Entonces enfiló la carrerilla final con éxito creciente. Volviendo al argumento fundamental de su discurso, insistió en la necesidad de que todos los profesores se involucrasen en convencer a las familias, de la misma manera que educaban a los alumnos. A las maestras, más que a nadie, les correspondía aquella misión, porque la propaganda a favor de una asignatura en la que ellas no podían destacar, ejercida por las mujeres, tendría más eficacia y eliminaba toda sospecha de ambición.

—Dirijámonos a las madres —dijo—, hagámosles ver, tocar con la mano los efectos maravillosos de la educación física, que son evidentes e infalibles como los resultados de una ciencia exacta; convenzámosles de que la gimnasia representa la fuerza y la salud, y que salud y fuerza significan serenidad, bondad, coraje y grandeza de espíritu. Y si no bastan el razonamiento y el ejemplo, pidámoselo, quitémosles de las manos con amorosa violencia a los niños débiles y exangües, supliquémosles que nos dejen salvarles de las enfermedades, de la infelicidad, de la muerte. ¡Ojalá pudiésemos infundir en ellas el indomable ardor que vive en nosotros! Y antes de nada, tengamos fe en nosotros mismos, una fe ardiente e invencible en que nuestras ideas serán un día las ideas de todos, y en que un nuevo sistema de educación renovará el mundo. Sí, yo lo creo, como creo en la existencia del sol que nos ilumina. Una nueva educación basada en un ejercicio físico perfeccionado de la infancia y la juventud, prevendrá de innumerables miserias, ahorrará a la humanidad numerosos dolores, cortará de raíz mil vicios, ayudará a las generaciones, que serán más buenas porque serán más fuertes, y más justas porque serán más buenas, la solución de los grandes problemas en torno a los cuales se afanan inútilmente nuestras mentes enfermas y nuestras fuerzas exhaustas. Yo creo, colegas, en esa humanidad nueva, que enaltecerá a los grandes apóstoles de la gimnasia de las columnas de bronce; creo en ella, la veo, la saludo, la admiro y querría que todos considerasen que la más santa gloria humana es la de vivir y morir por ella.

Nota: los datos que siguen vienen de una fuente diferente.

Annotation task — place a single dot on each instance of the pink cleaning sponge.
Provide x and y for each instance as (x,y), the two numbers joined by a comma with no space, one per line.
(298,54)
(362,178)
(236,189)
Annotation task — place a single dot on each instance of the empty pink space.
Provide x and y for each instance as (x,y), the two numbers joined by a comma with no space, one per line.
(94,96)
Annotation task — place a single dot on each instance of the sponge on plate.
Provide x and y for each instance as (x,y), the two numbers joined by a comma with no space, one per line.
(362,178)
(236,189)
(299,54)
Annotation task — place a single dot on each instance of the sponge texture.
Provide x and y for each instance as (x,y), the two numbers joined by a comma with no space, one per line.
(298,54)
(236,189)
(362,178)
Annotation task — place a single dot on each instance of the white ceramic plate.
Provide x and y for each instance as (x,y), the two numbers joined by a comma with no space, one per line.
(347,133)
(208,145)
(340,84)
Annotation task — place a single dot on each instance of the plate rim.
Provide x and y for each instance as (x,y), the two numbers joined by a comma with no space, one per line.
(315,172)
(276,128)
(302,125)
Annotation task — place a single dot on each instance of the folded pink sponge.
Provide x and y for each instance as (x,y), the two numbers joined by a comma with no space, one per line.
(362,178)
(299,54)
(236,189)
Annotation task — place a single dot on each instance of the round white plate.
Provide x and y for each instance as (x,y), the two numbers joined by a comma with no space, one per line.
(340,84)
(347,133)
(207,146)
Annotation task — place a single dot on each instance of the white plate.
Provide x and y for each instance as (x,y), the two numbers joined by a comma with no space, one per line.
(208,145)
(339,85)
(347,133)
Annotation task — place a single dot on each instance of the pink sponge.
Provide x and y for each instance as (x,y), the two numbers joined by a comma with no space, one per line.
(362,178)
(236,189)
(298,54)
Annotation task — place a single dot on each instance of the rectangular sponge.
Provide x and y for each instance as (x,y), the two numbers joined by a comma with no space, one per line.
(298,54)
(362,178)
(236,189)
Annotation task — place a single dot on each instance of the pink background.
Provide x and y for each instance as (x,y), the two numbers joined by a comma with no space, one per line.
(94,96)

Tras aquel colofón se desencadenó una tempestad. Todos se pusieron en pie, aplaudiendo y gritando. La Pedani, pálida y jadeante, se tuvo que levantar tres veces para dar las gracias. Las últimas palabras habían sido pronunciadas con verdadero entusiasmo apostólico y habían tocado la fibra sensible de toda la sala. Cuando parecía que las aclamaciones tocaban a su fin, volvieron a resonar. Todos los amantes de la gimnasia presentes en la asamblea y en las tribunas estaban entusiasmados. Dos o tres oradores que elevaron su voz después de ella no fueron escuchados. Cuando se cerró la sesión, estalló un nuevo aplauso y la Pedani descendió de la tribuna entre dos filas de rostros sonrientes y de manos tendidas, en medio de un griterío ensordecedor de felicitaciones y vivas.